I remember in the Twentieth and Twenty-first Centuries there was a tendency for bunches of flowers to appear on railings, lamp posts, railway tracks, anywhere where someone died suddenly. Perhaps it was a symptom of the decline of religion’s power to provide comfort and answers, but temporary shrines to the dead seemed to spring up everywhere. Interestingly the practices of the Dia De Muertos seemed to spread internationally during the same period. In all the millennia I have been wandering I have encountered many rituals around death, and much speculation about the fate of the dead, I have never encountered a culture that has not had rituals and beliefs about death. I have seen deaths go unmarked, frequently to punish the dead person and their families. I have seen names expunged from the records, because people are terrified that they may be forgotten they punish others with oblivion. The majority of those who have lived and died have been forgotten, but humanity continues against the odds.

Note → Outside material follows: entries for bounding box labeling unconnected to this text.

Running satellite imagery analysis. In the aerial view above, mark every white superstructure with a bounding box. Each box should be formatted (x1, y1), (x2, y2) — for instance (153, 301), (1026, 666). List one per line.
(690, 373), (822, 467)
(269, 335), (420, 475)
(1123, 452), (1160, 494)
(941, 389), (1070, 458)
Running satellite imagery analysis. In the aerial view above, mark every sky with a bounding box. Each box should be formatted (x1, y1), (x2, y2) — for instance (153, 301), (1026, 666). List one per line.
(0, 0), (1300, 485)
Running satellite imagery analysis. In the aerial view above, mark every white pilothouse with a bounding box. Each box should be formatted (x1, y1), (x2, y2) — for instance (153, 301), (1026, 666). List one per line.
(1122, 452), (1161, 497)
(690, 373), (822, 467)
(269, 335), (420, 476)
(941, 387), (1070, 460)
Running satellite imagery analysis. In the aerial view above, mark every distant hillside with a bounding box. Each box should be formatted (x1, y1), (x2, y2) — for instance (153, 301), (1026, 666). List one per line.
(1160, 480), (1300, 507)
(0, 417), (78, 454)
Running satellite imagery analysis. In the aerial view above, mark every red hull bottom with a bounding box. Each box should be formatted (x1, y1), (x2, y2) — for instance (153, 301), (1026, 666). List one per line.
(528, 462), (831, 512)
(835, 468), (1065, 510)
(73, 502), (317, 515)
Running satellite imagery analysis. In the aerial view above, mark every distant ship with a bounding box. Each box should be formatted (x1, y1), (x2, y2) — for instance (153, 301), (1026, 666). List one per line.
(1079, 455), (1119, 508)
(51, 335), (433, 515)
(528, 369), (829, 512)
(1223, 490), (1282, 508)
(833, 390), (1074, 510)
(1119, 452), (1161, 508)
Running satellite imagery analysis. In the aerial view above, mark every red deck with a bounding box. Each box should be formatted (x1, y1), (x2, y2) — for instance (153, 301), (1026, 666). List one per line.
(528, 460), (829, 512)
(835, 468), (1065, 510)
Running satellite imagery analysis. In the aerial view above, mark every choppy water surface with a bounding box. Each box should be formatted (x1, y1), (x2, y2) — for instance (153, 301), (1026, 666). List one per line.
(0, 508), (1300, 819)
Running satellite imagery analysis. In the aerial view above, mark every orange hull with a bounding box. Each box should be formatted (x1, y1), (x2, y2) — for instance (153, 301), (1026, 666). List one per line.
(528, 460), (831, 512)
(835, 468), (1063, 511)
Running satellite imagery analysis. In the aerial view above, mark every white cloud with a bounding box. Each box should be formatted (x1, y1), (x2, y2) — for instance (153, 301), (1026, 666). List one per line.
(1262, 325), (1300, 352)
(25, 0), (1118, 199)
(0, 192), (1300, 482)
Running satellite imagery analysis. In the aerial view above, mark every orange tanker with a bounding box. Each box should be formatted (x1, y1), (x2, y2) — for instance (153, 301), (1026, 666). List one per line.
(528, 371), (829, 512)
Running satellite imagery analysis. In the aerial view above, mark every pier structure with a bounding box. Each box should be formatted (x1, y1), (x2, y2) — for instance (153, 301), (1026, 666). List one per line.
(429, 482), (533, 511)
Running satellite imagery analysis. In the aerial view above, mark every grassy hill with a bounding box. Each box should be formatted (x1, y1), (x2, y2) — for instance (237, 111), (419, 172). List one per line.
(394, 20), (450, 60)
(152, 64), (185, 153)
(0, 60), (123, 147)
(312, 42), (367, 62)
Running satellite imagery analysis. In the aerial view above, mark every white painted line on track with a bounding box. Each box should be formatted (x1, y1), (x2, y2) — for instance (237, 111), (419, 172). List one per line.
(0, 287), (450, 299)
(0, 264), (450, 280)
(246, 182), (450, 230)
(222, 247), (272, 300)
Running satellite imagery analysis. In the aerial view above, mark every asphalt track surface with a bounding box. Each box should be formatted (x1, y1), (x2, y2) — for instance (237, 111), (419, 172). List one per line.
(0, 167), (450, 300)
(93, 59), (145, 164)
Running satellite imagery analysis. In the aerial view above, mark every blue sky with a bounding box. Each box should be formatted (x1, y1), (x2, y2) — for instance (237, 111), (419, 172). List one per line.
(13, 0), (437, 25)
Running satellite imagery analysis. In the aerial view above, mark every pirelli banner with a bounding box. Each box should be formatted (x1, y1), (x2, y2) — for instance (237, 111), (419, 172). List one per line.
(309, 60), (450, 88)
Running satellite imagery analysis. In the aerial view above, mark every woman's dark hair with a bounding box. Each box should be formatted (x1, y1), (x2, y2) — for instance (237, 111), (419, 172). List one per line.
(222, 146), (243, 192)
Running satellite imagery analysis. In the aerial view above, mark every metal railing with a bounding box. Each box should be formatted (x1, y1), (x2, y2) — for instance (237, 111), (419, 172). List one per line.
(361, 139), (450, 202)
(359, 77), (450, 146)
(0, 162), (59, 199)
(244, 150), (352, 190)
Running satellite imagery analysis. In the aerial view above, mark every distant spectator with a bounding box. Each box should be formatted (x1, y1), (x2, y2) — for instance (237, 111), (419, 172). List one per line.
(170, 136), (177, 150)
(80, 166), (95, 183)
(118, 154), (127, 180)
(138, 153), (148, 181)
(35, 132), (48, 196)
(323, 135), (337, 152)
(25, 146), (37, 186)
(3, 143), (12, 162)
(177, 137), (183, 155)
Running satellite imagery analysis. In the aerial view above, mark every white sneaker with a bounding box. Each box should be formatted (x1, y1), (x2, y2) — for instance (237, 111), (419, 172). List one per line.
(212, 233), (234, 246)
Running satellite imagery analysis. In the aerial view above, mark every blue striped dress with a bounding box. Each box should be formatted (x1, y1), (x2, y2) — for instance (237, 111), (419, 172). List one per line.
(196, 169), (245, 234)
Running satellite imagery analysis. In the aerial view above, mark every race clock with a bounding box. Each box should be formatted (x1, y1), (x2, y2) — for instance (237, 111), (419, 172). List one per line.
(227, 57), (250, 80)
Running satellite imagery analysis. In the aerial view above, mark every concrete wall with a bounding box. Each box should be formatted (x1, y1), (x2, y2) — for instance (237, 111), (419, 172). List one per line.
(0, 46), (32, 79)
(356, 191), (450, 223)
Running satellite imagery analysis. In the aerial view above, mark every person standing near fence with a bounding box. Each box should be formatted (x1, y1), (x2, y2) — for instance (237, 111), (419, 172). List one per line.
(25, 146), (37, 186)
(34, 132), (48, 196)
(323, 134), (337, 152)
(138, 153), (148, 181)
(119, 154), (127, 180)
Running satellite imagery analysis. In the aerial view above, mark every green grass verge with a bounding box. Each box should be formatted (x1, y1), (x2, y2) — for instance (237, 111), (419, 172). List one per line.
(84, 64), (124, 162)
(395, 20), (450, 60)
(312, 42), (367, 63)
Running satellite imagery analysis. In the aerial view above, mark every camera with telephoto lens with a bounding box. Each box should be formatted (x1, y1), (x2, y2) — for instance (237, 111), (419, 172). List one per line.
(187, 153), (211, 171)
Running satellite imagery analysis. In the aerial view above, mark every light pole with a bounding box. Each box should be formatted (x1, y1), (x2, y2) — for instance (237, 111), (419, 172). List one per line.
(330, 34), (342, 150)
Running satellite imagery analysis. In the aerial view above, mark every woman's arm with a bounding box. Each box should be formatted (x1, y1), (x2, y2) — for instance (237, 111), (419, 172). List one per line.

The United Nations Resolution on Floral Remembrance ended the practice of floral shrines. It also ended the practice of taking flowers to mark graves. The reduction of habitable land masses and the fertility changes brought about by climate change eventually placed prohibitive restrictions on the cultivation of non-edible plants. The decreasing space soon meant the disappearance of the graveyards and gradually of all residential accommodation less than twenty stories. Some people were actually relieved when the exodus came. As the area for growing plants diminished and the cultivation of whole species banned except by scientific institutions the seed banks became particularly important, because it was these seed banks that were eventually to feed the diaspora.

The first exodus had neither the time nor the luxury to be too choosy about those we took. As long as the Cybertrons were prepared to allow humans to leave the Earth unimpeded, we took everyone we could and many of those who remained remained out of choice. Someday perhaps I’ll return to Earth and see how humans have fared in a planet ruled by machines. I doubt whether the machines could have been as unjust or intolerant as some human governments.

Even before the tragedy of B-7 screening had become more stringent, but not so harsh as to make minor ailments a bar to travel. I think some viruses were rendered unviable by the cryogenic process. Some survived. After B-7 the occasions of an undetected virus getting into space dropped to a fraction of a percentage point. It happened, but very rarely and – at the time of writing – to no recorded adverse effect. As well as pre voyage screening all colonists in stasis were monitored continuously by the pods. In the colonies it became normal to quarantine people at the first sign of illness until a diagnosis and risk were completed.

The biggest danger were the independent Militia Colonies. There will always be people who resent the imposition of restrictions and law and a number of these struck off into deep space without authority. most of these groups didn’t have access to the terraforming equipment of the official expeditions, but many militia groups were not averse to stealing the tools they needed for their colonies. The majority of the independent planets were not terraformed, but set up on habitable planets, some barely so.

Without the stringent controls of the official colonial expeditions many of the independent colonies were riddled with disease. However those who survived tended to be the toughest and most resilient. When the Alliance planets tried to impose their rule over the Independents and Militias they came up against the people least amenable to surrendering their sovereignty to outsiders. In the end the Alliance claimed victory. However they found it expedient to apply a policy of non interference with the Independents who continued to carry on all the same practices the Alliance had gone to war to prevent. Sometimes the only time an Alliance ship was seen on some planets was when the police were hunting the sort of criminal attracted to the easier laws of the outer planets. On the whole the Alliance avoided the Independents out of a fear of contamination.